/ by

AWS S3 to Reltio PoC Workflow in Jitterbit

Introduction

This project is meant to be a PoC that we quickly put together so it can be used as a starting point for your Jitterbit projects.

You can download the project and example CSV and JSON files from the section at the bottom of this article.

Use Case

We want to read CSV and JSON files consisting of Reltio records from an AWS S3 bucket and push those records to Reltio.

Our Project pane contains these 4 workflows:

In this blog, we will look more thoroughly into each workflow.

Main Workflow Design Pattern

Let’s start with how our Main Workflow is built and configured. Each number corresponds with a description of the operation component.

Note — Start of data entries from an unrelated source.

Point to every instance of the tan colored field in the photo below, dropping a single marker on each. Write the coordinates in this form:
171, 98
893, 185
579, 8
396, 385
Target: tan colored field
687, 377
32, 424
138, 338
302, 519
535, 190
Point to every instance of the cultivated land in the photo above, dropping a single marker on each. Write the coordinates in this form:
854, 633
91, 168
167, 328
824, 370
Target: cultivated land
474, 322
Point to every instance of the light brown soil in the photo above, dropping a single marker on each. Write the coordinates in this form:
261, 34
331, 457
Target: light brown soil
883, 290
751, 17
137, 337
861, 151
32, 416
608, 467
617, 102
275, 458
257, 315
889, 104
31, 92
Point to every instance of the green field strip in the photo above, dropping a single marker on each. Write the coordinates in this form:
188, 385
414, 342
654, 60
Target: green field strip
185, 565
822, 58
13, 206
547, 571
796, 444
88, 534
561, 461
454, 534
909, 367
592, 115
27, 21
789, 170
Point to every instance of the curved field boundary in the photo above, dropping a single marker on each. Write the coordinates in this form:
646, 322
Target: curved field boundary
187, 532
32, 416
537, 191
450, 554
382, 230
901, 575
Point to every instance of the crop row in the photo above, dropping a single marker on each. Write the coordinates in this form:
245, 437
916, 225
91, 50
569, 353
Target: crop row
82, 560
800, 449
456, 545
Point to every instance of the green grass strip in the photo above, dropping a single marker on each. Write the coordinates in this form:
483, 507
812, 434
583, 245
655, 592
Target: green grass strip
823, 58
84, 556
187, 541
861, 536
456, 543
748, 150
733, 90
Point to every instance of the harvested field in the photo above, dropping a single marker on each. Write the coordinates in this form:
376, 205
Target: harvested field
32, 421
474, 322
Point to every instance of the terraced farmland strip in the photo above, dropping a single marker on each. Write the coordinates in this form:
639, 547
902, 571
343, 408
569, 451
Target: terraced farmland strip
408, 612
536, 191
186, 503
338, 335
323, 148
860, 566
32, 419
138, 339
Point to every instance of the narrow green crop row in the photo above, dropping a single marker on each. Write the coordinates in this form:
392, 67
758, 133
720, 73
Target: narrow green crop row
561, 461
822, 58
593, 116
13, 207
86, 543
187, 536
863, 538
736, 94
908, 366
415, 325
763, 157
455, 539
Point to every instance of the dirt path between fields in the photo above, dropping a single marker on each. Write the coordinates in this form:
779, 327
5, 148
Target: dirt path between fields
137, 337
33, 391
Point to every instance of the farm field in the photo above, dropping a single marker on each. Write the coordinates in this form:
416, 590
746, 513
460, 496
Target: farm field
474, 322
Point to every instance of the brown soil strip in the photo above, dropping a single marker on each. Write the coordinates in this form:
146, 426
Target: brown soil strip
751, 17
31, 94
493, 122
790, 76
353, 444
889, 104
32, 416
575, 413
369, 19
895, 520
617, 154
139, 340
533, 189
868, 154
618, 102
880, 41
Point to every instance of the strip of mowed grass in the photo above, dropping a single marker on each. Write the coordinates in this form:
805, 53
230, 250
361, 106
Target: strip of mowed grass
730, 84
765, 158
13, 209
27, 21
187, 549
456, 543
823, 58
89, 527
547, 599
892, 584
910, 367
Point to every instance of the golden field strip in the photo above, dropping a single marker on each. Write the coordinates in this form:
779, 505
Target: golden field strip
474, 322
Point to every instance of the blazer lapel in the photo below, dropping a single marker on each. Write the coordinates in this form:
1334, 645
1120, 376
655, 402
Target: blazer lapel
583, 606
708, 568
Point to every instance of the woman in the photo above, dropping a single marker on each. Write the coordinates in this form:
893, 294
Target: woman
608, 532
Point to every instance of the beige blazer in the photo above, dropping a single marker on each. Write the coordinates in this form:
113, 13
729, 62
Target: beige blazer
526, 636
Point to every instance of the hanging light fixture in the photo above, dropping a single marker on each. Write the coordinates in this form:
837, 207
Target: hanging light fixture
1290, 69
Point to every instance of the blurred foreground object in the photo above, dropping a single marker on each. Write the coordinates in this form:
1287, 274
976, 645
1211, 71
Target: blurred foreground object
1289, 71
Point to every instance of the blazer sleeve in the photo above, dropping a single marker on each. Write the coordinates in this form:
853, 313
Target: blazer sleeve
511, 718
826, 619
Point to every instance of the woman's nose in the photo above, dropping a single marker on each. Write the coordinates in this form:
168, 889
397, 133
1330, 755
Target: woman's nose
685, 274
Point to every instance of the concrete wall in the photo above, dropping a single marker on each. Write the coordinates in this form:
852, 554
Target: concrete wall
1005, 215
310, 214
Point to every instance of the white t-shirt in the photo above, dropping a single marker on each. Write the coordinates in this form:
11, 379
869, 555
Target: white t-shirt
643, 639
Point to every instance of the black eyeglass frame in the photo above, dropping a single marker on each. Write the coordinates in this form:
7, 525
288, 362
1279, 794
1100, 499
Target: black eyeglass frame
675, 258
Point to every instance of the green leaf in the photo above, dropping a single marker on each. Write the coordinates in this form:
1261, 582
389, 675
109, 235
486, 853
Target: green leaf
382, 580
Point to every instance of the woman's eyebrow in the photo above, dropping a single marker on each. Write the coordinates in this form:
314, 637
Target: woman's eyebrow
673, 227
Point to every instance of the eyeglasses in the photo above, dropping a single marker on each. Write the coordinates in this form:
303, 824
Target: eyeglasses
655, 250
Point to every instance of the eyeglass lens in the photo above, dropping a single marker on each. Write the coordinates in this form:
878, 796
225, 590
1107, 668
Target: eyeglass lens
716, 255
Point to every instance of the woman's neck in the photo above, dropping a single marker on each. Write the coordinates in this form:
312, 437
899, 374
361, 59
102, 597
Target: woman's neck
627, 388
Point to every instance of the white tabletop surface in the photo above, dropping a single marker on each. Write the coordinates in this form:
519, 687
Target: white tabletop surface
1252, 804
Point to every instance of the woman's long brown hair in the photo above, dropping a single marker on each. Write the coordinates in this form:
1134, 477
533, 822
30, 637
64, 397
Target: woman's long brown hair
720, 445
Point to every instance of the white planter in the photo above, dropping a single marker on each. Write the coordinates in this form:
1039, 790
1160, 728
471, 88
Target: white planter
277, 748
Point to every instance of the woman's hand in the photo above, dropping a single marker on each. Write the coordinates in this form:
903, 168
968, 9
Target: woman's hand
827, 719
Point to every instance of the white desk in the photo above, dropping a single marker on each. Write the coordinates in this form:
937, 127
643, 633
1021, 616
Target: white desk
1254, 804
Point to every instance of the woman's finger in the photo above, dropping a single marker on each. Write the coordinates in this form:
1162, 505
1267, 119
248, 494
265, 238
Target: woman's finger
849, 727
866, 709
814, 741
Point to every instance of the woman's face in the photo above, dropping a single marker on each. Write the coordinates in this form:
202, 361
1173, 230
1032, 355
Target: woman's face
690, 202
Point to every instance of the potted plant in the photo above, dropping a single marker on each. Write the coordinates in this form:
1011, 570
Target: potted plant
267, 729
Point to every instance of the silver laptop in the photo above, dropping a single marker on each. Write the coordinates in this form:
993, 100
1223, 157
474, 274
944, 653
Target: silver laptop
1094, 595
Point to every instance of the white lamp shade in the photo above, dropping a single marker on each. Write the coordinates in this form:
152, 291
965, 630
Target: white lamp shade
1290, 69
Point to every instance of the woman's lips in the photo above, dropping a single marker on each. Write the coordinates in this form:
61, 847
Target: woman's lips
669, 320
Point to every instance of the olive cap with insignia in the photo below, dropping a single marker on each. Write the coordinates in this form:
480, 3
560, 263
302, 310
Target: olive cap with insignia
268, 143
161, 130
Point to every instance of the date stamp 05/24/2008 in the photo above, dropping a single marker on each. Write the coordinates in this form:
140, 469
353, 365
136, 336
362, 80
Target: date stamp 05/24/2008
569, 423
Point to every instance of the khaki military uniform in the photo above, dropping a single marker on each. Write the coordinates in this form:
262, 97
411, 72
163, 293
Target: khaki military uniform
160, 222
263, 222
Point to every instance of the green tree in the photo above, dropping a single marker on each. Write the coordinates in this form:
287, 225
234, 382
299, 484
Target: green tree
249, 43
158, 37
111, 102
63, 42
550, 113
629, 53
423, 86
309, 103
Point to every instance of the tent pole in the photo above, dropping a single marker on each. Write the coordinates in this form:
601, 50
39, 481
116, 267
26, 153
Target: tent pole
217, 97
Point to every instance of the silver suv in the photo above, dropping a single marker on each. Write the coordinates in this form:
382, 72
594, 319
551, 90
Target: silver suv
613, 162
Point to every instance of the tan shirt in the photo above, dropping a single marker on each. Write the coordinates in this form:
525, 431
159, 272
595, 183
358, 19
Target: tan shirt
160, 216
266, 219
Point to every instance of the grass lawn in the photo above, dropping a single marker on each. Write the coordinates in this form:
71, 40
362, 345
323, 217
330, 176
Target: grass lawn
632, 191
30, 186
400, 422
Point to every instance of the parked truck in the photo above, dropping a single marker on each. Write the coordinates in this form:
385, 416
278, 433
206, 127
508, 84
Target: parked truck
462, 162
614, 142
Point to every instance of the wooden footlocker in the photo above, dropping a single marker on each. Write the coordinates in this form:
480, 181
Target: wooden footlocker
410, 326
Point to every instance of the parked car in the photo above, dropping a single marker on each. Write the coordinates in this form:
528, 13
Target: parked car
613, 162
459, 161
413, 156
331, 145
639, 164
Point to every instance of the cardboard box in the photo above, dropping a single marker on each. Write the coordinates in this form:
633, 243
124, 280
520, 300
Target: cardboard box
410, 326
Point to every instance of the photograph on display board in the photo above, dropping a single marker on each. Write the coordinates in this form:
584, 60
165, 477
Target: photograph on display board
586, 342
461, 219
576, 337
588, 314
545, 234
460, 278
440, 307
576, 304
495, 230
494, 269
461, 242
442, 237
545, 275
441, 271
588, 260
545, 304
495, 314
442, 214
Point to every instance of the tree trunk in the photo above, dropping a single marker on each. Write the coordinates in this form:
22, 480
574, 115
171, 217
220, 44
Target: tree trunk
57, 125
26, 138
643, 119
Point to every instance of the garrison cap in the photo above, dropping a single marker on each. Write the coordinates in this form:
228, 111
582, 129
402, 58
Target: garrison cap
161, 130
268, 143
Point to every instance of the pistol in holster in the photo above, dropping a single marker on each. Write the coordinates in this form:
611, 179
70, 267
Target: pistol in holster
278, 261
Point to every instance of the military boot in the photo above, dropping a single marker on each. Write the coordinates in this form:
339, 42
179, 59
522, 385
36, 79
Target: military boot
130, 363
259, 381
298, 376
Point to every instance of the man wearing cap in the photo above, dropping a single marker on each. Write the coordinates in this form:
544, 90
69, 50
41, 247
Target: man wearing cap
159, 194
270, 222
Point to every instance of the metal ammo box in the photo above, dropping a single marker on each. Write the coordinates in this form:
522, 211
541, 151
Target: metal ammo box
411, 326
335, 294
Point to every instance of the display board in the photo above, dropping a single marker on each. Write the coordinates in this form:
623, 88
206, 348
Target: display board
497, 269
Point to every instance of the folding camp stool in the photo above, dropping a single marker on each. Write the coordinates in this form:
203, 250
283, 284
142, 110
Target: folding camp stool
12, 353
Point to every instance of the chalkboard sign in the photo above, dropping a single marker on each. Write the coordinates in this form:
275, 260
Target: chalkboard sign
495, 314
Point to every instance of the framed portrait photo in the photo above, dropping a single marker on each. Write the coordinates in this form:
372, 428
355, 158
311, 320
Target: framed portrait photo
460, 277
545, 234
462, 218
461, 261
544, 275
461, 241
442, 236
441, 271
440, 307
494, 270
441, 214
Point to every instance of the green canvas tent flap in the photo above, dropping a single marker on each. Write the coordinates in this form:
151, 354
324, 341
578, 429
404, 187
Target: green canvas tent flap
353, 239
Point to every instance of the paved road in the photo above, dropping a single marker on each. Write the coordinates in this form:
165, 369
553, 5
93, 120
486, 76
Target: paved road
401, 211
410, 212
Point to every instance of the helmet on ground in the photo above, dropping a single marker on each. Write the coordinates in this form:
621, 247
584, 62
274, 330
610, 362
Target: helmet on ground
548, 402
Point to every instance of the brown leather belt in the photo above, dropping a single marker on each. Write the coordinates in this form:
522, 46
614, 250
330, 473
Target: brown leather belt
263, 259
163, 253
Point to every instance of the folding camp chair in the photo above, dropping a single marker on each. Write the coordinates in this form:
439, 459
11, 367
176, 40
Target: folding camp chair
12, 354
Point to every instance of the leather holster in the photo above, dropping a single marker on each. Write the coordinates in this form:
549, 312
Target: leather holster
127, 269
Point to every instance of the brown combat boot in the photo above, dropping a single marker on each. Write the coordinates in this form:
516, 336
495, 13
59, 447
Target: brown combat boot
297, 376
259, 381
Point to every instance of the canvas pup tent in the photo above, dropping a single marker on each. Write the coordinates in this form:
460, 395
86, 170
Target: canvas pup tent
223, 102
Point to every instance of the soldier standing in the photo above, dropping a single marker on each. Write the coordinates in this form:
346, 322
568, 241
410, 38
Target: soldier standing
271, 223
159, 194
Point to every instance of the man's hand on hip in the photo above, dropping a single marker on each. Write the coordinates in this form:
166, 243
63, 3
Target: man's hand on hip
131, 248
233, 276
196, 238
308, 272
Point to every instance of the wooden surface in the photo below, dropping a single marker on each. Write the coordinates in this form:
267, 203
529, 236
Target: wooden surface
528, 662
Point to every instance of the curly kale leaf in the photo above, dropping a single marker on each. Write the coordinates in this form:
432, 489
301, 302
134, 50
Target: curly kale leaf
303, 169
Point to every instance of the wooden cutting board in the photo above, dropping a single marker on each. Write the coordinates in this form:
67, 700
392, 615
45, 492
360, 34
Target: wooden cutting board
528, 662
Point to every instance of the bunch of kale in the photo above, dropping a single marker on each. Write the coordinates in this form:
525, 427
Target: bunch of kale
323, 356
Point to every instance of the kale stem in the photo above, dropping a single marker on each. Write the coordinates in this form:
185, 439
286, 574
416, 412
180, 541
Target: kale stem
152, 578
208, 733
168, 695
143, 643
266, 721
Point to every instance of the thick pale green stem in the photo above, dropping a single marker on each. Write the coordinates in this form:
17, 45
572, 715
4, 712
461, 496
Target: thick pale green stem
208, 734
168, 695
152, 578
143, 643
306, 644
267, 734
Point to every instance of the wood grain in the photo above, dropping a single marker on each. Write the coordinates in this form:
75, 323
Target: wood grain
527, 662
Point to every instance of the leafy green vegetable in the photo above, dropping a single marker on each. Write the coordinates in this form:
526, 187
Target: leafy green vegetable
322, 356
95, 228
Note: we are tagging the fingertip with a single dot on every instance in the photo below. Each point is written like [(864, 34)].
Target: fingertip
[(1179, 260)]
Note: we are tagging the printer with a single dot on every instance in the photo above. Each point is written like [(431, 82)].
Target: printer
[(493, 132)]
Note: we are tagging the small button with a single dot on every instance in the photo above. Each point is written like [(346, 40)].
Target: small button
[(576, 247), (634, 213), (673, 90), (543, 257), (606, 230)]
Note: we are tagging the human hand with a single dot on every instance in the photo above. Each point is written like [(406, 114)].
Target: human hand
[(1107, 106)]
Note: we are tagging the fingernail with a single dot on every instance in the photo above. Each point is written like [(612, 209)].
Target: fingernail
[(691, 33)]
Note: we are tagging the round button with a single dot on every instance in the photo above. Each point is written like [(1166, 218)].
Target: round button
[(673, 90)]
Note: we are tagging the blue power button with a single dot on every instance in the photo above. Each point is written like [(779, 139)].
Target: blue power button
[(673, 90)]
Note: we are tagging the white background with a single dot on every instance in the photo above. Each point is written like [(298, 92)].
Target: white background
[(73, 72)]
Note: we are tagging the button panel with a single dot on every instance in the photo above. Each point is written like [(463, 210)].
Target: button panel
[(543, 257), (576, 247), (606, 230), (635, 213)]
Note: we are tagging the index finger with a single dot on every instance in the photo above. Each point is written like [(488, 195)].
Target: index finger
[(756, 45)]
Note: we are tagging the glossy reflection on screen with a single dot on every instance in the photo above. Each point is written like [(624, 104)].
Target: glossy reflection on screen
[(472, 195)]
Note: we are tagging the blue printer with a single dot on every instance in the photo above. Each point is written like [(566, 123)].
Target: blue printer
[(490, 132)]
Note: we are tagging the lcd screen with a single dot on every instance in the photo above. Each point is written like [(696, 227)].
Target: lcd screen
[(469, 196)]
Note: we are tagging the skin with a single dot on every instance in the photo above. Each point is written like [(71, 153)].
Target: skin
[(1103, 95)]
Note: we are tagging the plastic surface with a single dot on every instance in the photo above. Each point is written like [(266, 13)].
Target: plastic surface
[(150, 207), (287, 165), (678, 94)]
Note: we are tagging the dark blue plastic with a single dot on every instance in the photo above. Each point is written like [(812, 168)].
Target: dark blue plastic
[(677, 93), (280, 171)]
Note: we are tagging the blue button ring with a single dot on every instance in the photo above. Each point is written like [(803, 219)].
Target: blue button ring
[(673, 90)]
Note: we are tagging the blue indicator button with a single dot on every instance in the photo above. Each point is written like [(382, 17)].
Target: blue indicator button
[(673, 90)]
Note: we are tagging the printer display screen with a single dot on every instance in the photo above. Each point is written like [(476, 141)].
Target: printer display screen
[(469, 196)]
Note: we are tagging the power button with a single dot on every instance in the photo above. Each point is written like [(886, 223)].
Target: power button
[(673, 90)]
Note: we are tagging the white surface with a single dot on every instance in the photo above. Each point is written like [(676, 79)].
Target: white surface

Get messages for SQS notification event

  1. Prerequisites
    • First, inside your Amazon environment, you need to create an AWS SQS queue and bind it to your targeted AWS S3 bucket. If you are doing this for the first time, this page can help you – AWS SQS configuration
    • For this example, our AWS S3 bucket is configured to publish notifications for “New object created events”
  2. Amazon SQS Endpoint Connector configuration
    • From the Component palette on the right of your Jitterbit Cloud Studio, select the “Amazon SQS” endpoint and configure your connector by providing Connection Name, Access Key Id, Secret Access Key, and AWS Region.
    • Detailed information on the connector is present on Jitterbit Success Central – Jitterbit Amazon SQS Connector configuration
  3. Get Messages Activity
    • After you have configured the AWS SQS Connector, drag and drop the “Get Messages” activity onto the Design Canvas.
      1. Set a Name for the activity and select the Queue that you have created as part of the Prerequisites step
      2. More information about the other parameters in the activity is described here – Jitterbit AWS S3 Get Messages Activity
      3. There are request and response schemas that are generated from the endpoint and are displayed on the 2nd screen of your activity.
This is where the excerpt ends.